Empecemos con una pregunta fundamental: ¿A quién no odia Andrés Manuel López Obrador? Probablemente solo a los 30 millones que votaron por él, a los que se añaden sus fanáticos seguidores, los de la obediencia ciega, la burocracia morena y quienes reciben mes con mes las limosnas de su gobierno. Digamos que 50 millones.

El problema es que ya somos 130 millones. Así que no es nada aventurado asegurar que nuestro presidente odia a más de la mitad de los mexicanos. Inclúyanse en una lista cada vez más larga: la clase media de la colonia Del Valle, culpable de haber ganado elecciones intermedias; los médicos que solo medran con el dolor humano; los empresarios explotadores del pueblo bueno; los periodistas que mienten para debilitar su gobierno; sus críticos que se niegan a ver sus logros y deforman la realidad; las mujeres y feministas escandalosas; los niños con cáncer y sus padres; los académicos, investigadores, científicos, intelectuales y todos aquellos que propugnan por el conocimiento que él tanto detesta; y por supuesto ese grupo gigantesco y fantasmal al que alude frecuentemente: los neoliberales y los conservadores que constantemente sabotean los alcances y propósitos de lo que él ha llamado con la modestia que lo caracteriza, la Cuarta Transformación del país, solo equiparable a la Independencia, la Reforma y la Revolución.

A propósito, y pese a la gravedad de sus señalamientos cotidianos, hasta ahora no ha presentado ni una sola denuncia contra quienes, afirma, quieren desestabilizar su 4T. En cambio, López Obrador ha dividido a México porque gobierna solo para sus seguidores y por el contrario aborrece a los que llama sus “adversarios”. A quienes una y otra vez descalifica y sataniza desde el púlpito-trono de sus mañaneras.

Es en este escenario, donde ahora se ha atrevido a pontificar contra un mexicano judío tan exitoso y relevante como Carlos Alazraki. A quien, por el solo hecho de ser su crítico, lo ha señalado con su dedo flamígero como “hitleriano”. A lo que la respetabilísima comunidad judía ha respondido con justeza que “toda comparación con el régimen más sanguinario de la historia es lamentable e inaceptable”. El problema es que López Obrador no razona.
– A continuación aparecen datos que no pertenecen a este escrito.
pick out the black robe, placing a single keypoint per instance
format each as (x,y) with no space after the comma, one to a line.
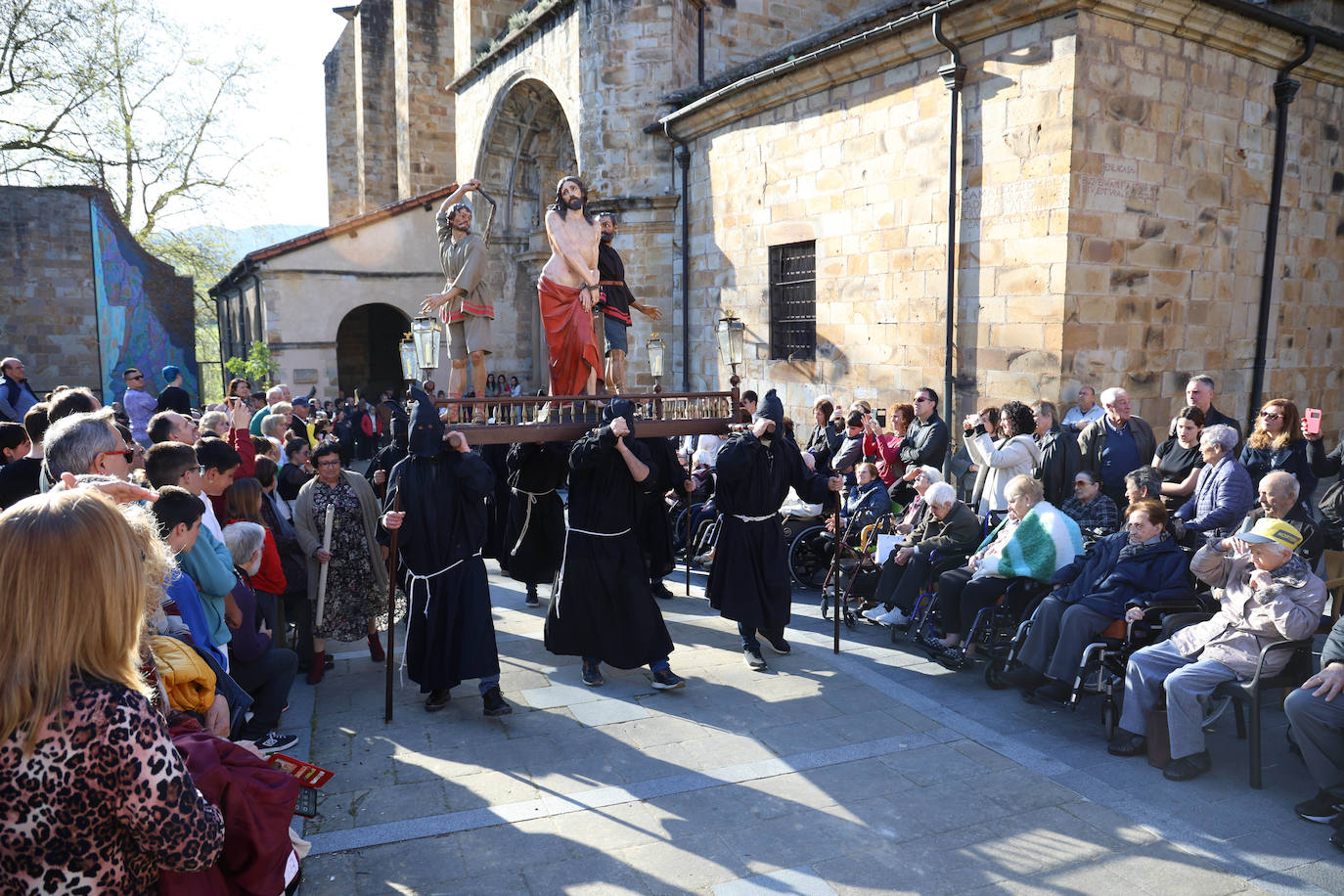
(603,606)
(535,543)
(749,580)
(498,506)
(653,527)
(450,632)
Insulta y no rectifica, ratifica. Así que, si algunos ingenuos supusimos que corregiría, no lo hizo y por el contrario añadió que Alazraki es una persona en extremo conservadora y siguió insultándolo con que “aunque se piensa que ya no existen Hitler, Stalin, Franco o Mussolini, la verdad es que todavía hay pensamientos cercanos al nazismo, fascismo, stalinismo y la derecha rancia española”.

A eso se dedica el presidente de México. No a la búsqueda de medicamentos suficientes, a la recuperación económica, a contener la inflación; sino a la diatriba furibunda contra un exitoso publicista y comunicador que ha cometido el pecado de discrepar y criticar a un hombre que se siente poseedor de la verdad única y dogma de fe religioso incontrovertible. Quien, por cierto, nunca se ha conmovido sinceramente por las decenas de periodistas asesinados durante su régimen y en cambio, oportunistamente, defiende a Julian Assange y amenaza con pedirle al presidente Biden que desmantele la Estatua de la Libertad. Presidente López Obrador: ¿y si comenzamos por el Ángel de la Independencia?